Adalet vurgulu bir konuşma yapan Kılıçdaroğlu’nun konuşmasından öne çıkan satırlar şöyle:
“Karl Marks, ‘Filozoflar dünyayı çeşitli biçimde yorumlamışlardır. Oysa sorun onu değiştirmektir’ der. Bu cümlenin geniş yorumuna atfen şunu söylemeliyim. Sizlerle birlikte biz siyasetçilerin de öncelikli görevi ülkesini daha iyiye ve daha güzele doğru değiştirmektir.
“Siz değerli ilahiyatçıların İslam dünyasının sorunlarına yönelik itirazlarını çok daha yüksek sesle dile getirebilmesi önemlidir.

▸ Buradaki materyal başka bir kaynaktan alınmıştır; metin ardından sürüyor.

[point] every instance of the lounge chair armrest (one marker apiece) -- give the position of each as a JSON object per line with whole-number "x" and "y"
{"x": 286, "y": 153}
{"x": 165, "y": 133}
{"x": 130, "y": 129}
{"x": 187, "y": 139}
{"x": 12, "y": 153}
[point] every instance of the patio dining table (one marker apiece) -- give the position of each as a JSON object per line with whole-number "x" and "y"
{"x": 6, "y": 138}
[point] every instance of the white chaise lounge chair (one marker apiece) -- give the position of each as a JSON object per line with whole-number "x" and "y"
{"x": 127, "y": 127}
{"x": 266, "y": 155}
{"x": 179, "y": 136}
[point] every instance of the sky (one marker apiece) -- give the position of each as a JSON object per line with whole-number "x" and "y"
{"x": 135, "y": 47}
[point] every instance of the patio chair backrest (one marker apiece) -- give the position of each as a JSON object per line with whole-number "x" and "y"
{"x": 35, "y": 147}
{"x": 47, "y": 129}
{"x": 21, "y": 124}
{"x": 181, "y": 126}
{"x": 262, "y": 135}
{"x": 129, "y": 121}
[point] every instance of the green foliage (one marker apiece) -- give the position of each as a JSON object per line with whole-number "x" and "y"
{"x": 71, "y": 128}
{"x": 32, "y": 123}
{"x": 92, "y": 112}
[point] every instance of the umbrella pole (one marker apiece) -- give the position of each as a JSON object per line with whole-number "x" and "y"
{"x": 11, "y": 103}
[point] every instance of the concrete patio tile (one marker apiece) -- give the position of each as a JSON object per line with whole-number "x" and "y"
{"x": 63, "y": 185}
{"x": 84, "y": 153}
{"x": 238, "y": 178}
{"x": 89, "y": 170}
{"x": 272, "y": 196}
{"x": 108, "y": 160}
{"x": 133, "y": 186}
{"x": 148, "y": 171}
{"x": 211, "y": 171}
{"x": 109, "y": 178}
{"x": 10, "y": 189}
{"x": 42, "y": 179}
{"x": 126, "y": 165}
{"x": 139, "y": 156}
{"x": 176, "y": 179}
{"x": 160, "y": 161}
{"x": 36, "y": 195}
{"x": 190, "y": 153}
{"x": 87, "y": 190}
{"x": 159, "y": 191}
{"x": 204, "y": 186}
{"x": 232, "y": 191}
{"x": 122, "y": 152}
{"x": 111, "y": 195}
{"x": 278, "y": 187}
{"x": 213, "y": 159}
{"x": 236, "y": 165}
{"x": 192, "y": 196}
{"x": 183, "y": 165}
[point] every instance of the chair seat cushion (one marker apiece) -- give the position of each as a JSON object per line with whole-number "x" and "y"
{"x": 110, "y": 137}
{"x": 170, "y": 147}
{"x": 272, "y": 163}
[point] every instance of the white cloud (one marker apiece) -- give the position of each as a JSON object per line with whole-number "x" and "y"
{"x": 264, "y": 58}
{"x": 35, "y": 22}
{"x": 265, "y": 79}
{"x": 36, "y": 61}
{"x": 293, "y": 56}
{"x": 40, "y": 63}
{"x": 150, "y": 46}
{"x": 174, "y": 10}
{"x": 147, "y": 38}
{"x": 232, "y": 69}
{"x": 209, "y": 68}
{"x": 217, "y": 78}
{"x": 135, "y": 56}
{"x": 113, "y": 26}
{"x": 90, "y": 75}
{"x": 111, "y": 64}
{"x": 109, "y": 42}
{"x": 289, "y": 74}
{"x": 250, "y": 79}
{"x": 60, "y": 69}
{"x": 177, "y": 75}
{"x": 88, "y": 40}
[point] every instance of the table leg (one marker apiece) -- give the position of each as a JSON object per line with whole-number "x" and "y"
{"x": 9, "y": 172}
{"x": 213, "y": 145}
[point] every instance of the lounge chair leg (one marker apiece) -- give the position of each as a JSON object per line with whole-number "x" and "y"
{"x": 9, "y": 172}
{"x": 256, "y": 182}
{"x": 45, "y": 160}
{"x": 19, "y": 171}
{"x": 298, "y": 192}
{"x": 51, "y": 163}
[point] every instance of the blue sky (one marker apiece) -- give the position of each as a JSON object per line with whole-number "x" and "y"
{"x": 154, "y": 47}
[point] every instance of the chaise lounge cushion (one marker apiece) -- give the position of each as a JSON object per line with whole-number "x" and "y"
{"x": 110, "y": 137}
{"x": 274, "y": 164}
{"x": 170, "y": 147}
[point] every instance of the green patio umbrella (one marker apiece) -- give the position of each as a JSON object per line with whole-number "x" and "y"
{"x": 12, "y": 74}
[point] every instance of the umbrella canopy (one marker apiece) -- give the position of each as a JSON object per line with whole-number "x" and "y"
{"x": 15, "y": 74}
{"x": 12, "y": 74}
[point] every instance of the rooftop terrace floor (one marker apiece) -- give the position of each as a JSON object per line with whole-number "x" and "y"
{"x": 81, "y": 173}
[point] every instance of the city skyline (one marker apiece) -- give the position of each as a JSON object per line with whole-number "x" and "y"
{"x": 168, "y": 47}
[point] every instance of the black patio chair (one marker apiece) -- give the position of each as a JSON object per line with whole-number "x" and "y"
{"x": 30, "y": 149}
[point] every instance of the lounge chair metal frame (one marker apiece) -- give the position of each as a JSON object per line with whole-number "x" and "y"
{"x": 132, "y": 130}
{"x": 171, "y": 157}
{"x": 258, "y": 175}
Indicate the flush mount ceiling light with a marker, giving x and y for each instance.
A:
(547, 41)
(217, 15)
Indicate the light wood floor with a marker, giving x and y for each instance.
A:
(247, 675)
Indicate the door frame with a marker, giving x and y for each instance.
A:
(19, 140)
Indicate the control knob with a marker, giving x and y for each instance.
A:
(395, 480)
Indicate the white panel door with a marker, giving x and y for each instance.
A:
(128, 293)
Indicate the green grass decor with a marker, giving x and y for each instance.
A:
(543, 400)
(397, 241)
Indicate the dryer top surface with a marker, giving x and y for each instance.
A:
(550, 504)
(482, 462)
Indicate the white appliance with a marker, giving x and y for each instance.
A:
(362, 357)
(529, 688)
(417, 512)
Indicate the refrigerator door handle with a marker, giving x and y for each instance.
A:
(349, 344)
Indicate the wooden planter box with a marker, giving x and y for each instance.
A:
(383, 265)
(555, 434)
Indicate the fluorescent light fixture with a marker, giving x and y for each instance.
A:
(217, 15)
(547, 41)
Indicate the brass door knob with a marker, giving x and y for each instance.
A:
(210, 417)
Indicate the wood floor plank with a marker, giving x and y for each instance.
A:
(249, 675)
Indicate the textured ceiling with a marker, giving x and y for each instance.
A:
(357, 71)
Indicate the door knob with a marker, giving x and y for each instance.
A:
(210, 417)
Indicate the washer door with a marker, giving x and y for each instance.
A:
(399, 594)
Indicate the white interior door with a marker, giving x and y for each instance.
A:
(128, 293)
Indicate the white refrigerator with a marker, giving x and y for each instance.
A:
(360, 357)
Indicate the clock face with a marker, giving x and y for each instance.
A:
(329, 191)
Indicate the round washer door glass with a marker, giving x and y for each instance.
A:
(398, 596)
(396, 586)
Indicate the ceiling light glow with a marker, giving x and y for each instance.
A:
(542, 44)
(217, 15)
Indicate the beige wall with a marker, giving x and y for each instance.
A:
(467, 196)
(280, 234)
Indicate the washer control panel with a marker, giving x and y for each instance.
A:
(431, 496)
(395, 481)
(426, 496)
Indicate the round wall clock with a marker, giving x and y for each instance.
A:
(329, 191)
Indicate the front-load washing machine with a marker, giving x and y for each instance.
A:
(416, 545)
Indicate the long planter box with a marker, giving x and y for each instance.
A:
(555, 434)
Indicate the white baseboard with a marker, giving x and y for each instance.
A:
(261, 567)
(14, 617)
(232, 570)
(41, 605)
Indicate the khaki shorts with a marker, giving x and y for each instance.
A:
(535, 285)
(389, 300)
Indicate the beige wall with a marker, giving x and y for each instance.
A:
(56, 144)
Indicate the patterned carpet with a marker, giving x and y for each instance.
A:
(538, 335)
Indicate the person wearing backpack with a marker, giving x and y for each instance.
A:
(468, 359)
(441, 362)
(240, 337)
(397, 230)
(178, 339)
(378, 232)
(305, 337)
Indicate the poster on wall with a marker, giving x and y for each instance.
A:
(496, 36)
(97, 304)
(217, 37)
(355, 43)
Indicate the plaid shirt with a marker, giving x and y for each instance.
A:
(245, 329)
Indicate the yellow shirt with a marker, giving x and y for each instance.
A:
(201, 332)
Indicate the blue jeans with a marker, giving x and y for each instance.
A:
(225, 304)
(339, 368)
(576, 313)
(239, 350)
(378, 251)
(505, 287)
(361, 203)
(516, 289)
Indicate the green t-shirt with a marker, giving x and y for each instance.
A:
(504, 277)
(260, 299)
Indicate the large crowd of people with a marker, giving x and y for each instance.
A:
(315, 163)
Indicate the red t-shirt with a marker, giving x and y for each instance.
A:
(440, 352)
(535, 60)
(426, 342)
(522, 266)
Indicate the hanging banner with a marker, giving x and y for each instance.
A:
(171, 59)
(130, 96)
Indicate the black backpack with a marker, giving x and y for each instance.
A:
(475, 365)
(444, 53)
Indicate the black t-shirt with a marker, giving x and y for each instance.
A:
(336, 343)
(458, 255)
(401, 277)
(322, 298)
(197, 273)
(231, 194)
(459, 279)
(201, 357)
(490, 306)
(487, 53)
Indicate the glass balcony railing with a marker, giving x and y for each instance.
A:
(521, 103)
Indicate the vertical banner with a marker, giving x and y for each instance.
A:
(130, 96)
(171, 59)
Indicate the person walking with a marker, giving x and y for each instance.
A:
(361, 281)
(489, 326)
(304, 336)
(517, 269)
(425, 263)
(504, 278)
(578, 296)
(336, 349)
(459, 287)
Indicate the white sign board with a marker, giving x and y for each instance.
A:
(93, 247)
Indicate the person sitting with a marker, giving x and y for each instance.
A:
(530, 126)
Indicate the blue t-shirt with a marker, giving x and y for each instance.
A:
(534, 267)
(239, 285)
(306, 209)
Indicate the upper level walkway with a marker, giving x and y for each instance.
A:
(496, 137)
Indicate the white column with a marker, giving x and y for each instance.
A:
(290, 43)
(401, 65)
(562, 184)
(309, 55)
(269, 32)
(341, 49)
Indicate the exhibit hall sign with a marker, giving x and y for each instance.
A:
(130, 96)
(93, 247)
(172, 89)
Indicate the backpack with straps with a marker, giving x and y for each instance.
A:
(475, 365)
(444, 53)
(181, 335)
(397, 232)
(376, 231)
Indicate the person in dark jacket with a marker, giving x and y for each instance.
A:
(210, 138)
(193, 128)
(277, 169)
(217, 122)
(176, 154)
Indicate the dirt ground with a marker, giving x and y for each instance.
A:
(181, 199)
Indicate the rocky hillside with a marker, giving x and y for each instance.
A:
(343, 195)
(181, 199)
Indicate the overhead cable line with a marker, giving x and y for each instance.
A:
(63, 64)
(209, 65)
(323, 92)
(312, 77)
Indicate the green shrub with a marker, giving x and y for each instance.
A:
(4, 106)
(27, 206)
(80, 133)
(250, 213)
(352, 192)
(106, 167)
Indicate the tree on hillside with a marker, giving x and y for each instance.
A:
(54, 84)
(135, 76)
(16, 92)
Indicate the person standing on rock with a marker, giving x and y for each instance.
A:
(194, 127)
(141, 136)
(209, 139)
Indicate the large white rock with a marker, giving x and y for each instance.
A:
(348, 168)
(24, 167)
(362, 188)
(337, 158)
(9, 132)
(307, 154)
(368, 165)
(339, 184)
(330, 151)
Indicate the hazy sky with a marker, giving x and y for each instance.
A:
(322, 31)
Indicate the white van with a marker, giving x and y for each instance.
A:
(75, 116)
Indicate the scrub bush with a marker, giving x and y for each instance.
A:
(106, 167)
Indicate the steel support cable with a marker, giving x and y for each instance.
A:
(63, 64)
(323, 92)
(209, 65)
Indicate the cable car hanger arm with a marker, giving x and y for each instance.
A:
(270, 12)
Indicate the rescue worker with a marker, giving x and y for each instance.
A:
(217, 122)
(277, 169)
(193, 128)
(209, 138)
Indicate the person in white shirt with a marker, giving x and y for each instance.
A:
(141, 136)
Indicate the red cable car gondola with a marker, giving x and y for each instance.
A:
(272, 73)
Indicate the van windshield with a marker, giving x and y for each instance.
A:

“İslam hangi gerekçe ile olursa olsun adaletsizliğe, eşitsizliğe, otoriterliğe izin vermez. İslam hangi sistemle yönetilmemiz gerektiğiyle değil nasıl yönetilmemiz gerektiğiyle ilgilidir.
“İslamın öngördüğü adalette ama, fakat ile başlayan cümlelere yer yoktur”
“İslam tüm insanlığa adalet penceresinden bakmamız gerektiğini şart olarak önümüze koyar. İslam adaleti tesis etmemizi ve sürekli kılmamızı ister.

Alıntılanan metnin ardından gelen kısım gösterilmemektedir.